Der größte Lernerfolg sei nicht unbedingt der Weg zum Gymnasium. Hier gehe es darum, den individuell besten Weg für das jeweilige Kind zu finden. Allen helfe, entspannt und ohne Angst zu lernen, die sanften Klavierklänge trügen dazu bei. Die Rückmeldung der weiterführenden Schulen bestätige ihre Arbeit, so Weber-Verlinden: „Unsere Kinder sind nicht schulmüde, super vorbereitet, sie können sprechen und fordern auch etwas ein.“

Eine Schulbegleitung schlage die Grundschule nur in begründeten Einzelfällen vor, als Basis für die Bildungs- und Chancengleichheit; oft reiche eine begrenzte Zeit, ohnehin würde der Bedarf jedes halbe Jahr überprüft. Im Ausschuss appellierte sie an das Kreisjugendamt: „Wir brauchen starke Partner.“ Es gebe enge Vorgaben, erwiderten die Behördenvertreterinnen. Daran seien sie gebunden.


Warum gibt es immer mehr Schulbegleiter?

Warum brauchen immer mehr Kinder Schulbegleiter? Die Redaktion sprach mit Diplom-Psychologin Sara Glashagen (39), Leiterin der schulpsychologischen Beratungsstelle des Rhein-Sieg-Kreises.

Täuscht der Eindruck, oder sitzt in jeder Klasse ein Schulbegleiter?

Nein, das ist nicht so. Aber durch die Inklusion gibt es immer mehr gemeinsamen Unterricht an Regelschulen. Und daher auch mehr Bedarf an Unterstützung und Sensibilität für Beeinträchtigungen. Dazu ist die psychische Belastung von Kindern und Jugendlichen seit der Corona-Zeit gestiegen. Krisen und Kriege verstärken den Druck, auch bei Eltern und Lehrkräften. 

Welchen Einfluss haben Erziehung und Mediennutzung?

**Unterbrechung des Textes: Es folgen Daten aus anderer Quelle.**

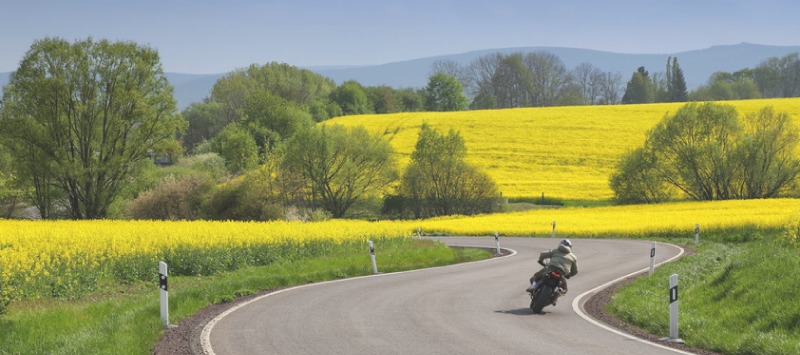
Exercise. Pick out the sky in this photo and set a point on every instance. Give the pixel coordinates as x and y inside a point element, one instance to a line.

Damit ein Kind sich gut entwickeln und lernen kann, sind viele Faktoren wichtig, natürlich auch die Erziehung. Zum Beispiel testen Kinder, die wenig Grenzen erfahren haben, häufig Grenzen aus. Wir besprechen mit den ratsuchenden Eltern die Probleme, woran es liegen und was helfen kann. Sicher nicht nur an der Mediennutzung.    

Was raten Sie Eltern, die eine Schulbegleitung aufgrund einer seelischen Beeinträchtigung möchten?

Man sollte sich nicht nur auf ein Instrument fokussieren. Häufiger wird die Begleitung aber von Schulen vorgeschlagen, da sich der Bedarf vor allem dort zeigt. Wir als Beratungsstelle beleuchten mit Eltern und Lehrkräften verschiedene Ansatzpunkte. 

Was sind die Voraussetzungen für eine Bewilligung?

Es braucht eine psychiatrische Diagnose. Da geht viel Zeit ins Land, das ist schon eine hohe Hürde für die Eltern. Zuständig ist das jeweilige Jugendamt oder Sozialamt, je nach Diagnose.